Using OPeNDAP to Access Data from the Earthdata Cloud Archives

Updated 9 July 2025

Overview

This notebook demonstrates how to access OPeNDAP granules hosted inside of the Earthdata Cloud Archives. It shows how to query a cloud OPeNDAP-hosted Daymet granule using the earthaccess library, before remotely accessing and analyzing it using Xarray and ncdump.

Review: What is OPeNDAP?

OPeNDAP, or the Open-source Project for a Network Data Access Protocol, is a data server that allows for accessing scientific datasets through the public internet. It uses Data Access Protocols (DAP) and the Hyrax Data Server, to distribute data and metadata to various clients and utilities, including Python.
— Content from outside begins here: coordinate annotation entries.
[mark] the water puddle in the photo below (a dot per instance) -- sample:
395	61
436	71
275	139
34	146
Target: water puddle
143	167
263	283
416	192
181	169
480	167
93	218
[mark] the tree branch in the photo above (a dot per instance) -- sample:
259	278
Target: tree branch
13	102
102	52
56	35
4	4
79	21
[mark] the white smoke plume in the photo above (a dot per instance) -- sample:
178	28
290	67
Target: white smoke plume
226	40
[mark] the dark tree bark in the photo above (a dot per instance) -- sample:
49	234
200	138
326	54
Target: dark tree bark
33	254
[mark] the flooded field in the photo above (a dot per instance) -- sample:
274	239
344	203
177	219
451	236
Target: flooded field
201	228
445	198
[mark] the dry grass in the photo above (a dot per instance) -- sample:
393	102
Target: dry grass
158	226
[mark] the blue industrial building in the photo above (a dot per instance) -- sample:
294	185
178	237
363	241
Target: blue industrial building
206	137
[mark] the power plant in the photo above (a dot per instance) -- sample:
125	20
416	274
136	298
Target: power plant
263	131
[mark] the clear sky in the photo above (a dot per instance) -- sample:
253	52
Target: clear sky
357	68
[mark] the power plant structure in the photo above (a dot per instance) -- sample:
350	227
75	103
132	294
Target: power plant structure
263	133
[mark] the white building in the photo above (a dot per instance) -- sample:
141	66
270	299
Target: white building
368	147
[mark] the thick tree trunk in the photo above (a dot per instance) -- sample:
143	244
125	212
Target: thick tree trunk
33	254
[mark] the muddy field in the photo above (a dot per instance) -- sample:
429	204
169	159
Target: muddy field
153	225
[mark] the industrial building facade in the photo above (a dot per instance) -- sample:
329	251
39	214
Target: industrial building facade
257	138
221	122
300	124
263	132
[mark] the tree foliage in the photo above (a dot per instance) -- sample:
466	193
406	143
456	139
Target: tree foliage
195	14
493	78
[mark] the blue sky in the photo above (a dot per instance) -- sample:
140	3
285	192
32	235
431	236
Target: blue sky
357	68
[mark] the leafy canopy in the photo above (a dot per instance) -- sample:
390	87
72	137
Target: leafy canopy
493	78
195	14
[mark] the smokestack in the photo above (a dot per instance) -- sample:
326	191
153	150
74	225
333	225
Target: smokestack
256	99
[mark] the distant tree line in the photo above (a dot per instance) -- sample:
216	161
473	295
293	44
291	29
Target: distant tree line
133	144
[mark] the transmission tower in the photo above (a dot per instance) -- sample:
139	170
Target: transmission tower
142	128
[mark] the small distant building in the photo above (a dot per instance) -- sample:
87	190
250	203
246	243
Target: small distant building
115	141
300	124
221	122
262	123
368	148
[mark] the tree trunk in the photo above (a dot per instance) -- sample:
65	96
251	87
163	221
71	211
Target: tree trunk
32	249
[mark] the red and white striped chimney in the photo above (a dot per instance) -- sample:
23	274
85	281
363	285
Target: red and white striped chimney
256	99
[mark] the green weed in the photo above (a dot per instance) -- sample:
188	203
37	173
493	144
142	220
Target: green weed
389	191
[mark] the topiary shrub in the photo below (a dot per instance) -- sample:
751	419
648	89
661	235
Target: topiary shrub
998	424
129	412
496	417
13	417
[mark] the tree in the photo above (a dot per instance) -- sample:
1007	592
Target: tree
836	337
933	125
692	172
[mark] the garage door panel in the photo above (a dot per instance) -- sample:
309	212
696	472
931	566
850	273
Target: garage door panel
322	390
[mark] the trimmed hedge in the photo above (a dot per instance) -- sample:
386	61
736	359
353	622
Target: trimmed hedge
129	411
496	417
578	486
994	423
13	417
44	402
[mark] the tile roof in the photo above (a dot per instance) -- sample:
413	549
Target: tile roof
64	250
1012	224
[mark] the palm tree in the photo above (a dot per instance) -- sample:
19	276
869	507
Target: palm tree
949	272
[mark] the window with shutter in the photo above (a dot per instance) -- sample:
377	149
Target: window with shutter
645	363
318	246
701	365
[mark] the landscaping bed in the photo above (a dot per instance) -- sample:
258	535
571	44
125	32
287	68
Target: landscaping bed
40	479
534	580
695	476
NASA and its Distributed Active Archive Centers (DAACs) are migrating their on-premise OPeNDAP Hyrax servers to the cloud, where granules are now organized by DAAC and collection Concept ID. This notebook will show how to search for Daymet Cloud OPeNDAP granules by DOI, before viewing and plotting its data through several methods, including Xarray and ncdump.

Prerequisites

  • A valid Earthdata Login account
    • Generation of the .netrc and .dodsrc files (both files will be generated in this notebook)
  • Python 3.10 or higher
  • Xarray
  • earthaccess
  • pydap
  • netcdf-c version == 4.9.0, or >=4.9.3
    • To check the version of your library, call the following function after importing netCDF4-python: netCDF4.getlibversion()

Optional Anaconda Environment YAML: This notebook can be run using the ‘nasa-gesdisc’ YAML file provided in the ‘environments’ subfolder. Please follow the instructions here to install and activate this environment.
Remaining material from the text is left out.